Une fois au Maroc, Hocine Aït Ahmed prend contact avec Mohamed Mahjoubi Aherdane, devenu ministre de l’Agriculture et de la Réforme agraire. Ce dernier vient alors rendre visite aux deux Algériens, en compagnie du général Ahmed Oufkir, alors ministre de l’Intérieur, ainsi que son vice-ministre Mohamed Ben Alem.
«Nous avons échangé des opinions sur la situation en Algérie, et ils m’ont interrogé sur les circonstances de la situation du 14 décembre 1967 et la situation de l’armée algérienne après cet incident. Je leur ai dit que Boumédiène contrôlait le pouvoir. Ils savaient mon rôle dans l’éviction de Ben Bella, qu’ils n’aimaient pas pour avoir accueilli l’opposition marocaine et avoir accordée l’asile à ses figures de proue, comme Mehdi Ben Barka.»
Tahar Zbiri
De retour en Europe, au début du procès des officiers participant à la tentative de coup d’Etat de décembre 1967, Tahar Zbiri contacte des avocats du Maroc et des politiques, comme Allal El Fassi, El Maati Bouabid ainsi qu’Abderrahman Youssoufi, alors président de l’Union des avocats arabes. Le futur chef du gouvernement du Maroc acceptera même de se présenter à ce procès en tant qu’observateur. «Mais les autorités algériennes interdisent tous les avocats marocains d’accéder à l’Algérie, sauf un certain Berrada, alors directeur du journal Al Alam», poursuit l’ancien chef de d’État-Major. La peine capitale sera prononcée à l’encontre de plusieurs officiers de son groupe.
Tahar Zbiri avec d’autres militaires algériens. / DR
Une rencontre au Maroc avec Moulay Abdellah
En 1978, quelques mois avant de décès de Houari Boumédiène, Tahar Zbiri décroche enfin l’asile politique au Maroc, après dix ans passés en exil. Il raconte aussi que durant sa vie au Maroc, il rencontre Moulay Abdellah, frère du roi Hassan II dans la maison du gendre d’Allal El Fassi, après le décès de Boumédiène.
«Les Marocains voulaient savoir qui succéderait à Boumédiène et Moulay Abdellah m’a interrogé sur le successeur (du président algérien, ndlr)», rapporte-t-il. A la fin de la rencontre, le prince aurait demandé à Tahar Zbiri pourquoi «ne pas nommer Ahmed Talib Al-Ibrahimi» comme successeur. «J’ai découvert par la suite que l’épouse d’Ahmad Talib al-Ibrahimi, au Liban, avait une relation étroite avec l’épouse de Moulay Abdellah», conclut le militaire.

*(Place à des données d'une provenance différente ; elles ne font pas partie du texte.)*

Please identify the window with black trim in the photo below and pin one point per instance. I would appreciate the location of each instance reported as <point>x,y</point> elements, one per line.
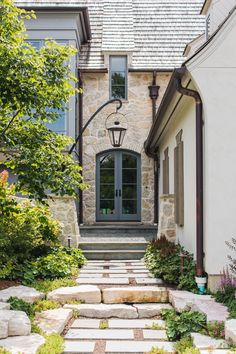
<point>118,77</point>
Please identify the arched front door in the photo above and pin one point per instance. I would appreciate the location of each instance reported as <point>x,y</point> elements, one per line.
<point>118,186</point>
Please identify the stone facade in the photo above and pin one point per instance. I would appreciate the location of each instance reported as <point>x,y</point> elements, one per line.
<point>64,210</point>
<point>167,217</point>
<point>138,111</point>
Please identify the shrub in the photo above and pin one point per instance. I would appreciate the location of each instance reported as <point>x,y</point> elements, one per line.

Le prince Moulay Abdellah et sa femme. / Ph. G.I.
Deux ans plus tard, en 1980, Tahar Zbiri retourne en Algérie après l’amnistie prononcée par le président Chadli Bin Jadid au profit d’un groupe d’opposants. Il se réconcilie avec ses ennemis d’hier, dont Abdelaziz Bouteflika. Il était d’ailleurs l’un des fervents supporters du quatrième mandat, selon Jeune Afrique.
Nommé sénateur du tiers présidentiel le 9 janvier 2016, il a été aussi décoré, en octobre 2018, de la médaille de l’ordre du mérite national «El-Athir» des mains d’Abdelkader Bensalah, alors président du Conseil de la nation, selon Radio Algérie.